Editor’s note: Kevin Gray is president of Cannon Gray LLC, a marketing science and analytics consultancy.
Propensity score analysis is used when experimentation is not feasible or as a recourse when experiments go awry ("broken" experiments). Its basic concepts were hammered out over the span of several decades by Jerzy Neyman, William Cochrane, Donald Rubin and several other eminent statisticians, and the thinking of distinguished economist James Heckman has also influenced its development. Propensity score analysis in several variations has seen extensive use in medical research, economics, education, assessment of government programs and, more recently, in marketing research and predictive analytics.
Experiments, quasi-experiments and non-experimental research
First, why do we use experiments? We may wish to test the efficacy of some treatment or intervention such as medication, therapy and counseling or, in the case of marketing, liking for a new product. Randomized controlled trials (RCTs) are the gold standard in scientific research. A monadic product test where subjects (respondents) are randomly assigned to a "treatment" in which they use and evaluate Product A or Product B will be a familiar and very basic example from marketing research. In this case the main outcome variable is often a rating of overall liking or purchase interest for the product.
We use experiments to rule out as best we can apples-and-oranges comparisons. By randomizing allocation to a treatment group we minimize the chance that one product might have been preferred to another simply because the respondents in the two groups were different before they tried and evaluated the product. Through randomization we eliminate (or greatly reduce) the possibility that confounding variables are affecting the results, and we are able to have greater confidence that our conclusions are unbiased. The cost of a product failure can be enormous, as can the rewards of success, and product tests have been a major part of marketing research for many decades.
However, experiments are also open to criticism on numerous grounds such as cost or impracticality in some circumstances, and in place of experiments, non-experimental or quasi-experimental designs are frequently employed. Quasi-experimental research is similar to experimental research except that subjects are not randomly assigned to treatments, usually because it is not feasible or would be unethical. They may instead self-select themselves into treatments or be assigned non-randomly by a program administrator based on perceived need for intervention or some other criteria.
Applications of propensity scores
Propensity scores are used in quasi-experimental and non-experimental research when the researcher must make causal inferences, for example, that exposure to a chemical increases the risk of cancer.
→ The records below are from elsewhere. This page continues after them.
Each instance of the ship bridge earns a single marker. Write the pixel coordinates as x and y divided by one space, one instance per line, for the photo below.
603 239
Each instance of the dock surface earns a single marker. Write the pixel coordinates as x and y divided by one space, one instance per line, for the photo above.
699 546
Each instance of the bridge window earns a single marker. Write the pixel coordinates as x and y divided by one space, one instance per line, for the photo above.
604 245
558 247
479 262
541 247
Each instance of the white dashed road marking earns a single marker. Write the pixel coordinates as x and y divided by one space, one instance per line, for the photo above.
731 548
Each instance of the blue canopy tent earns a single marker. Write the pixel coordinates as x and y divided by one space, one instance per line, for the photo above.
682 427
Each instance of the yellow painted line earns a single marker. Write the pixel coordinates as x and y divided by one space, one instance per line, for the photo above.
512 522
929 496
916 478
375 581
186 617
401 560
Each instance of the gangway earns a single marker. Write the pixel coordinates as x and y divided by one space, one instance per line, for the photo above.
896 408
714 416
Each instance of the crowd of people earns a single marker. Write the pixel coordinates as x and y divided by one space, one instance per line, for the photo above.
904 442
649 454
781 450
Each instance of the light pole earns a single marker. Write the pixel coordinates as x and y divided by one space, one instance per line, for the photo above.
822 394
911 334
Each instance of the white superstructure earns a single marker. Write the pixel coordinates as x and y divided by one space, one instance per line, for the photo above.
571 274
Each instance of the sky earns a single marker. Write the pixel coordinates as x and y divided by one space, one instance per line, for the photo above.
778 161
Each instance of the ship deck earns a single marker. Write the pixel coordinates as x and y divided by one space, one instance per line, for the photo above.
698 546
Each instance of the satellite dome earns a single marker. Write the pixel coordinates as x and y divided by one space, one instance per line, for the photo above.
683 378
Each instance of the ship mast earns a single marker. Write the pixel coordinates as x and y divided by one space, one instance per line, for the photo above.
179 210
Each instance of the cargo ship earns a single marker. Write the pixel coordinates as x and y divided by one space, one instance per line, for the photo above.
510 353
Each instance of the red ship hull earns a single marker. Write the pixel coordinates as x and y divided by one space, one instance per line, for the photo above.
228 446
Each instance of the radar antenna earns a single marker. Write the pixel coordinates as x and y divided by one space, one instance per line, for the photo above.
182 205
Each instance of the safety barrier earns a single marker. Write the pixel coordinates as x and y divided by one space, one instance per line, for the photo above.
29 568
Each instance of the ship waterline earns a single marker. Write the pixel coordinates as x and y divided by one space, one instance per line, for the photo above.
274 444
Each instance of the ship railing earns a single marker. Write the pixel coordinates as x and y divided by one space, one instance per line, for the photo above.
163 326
Since randomized group assignment is not possible with these designs, potential confounders must be dealt with through other means. One is multivariate analysis, in which potential confounding variables are included as covariates (independent variables) to reduce group differences post hoc. In many situations, however, the number of covariates is very large or they are highly intercorrelated and, consequently, the results obtained from the model are unreliable or even nonsensical.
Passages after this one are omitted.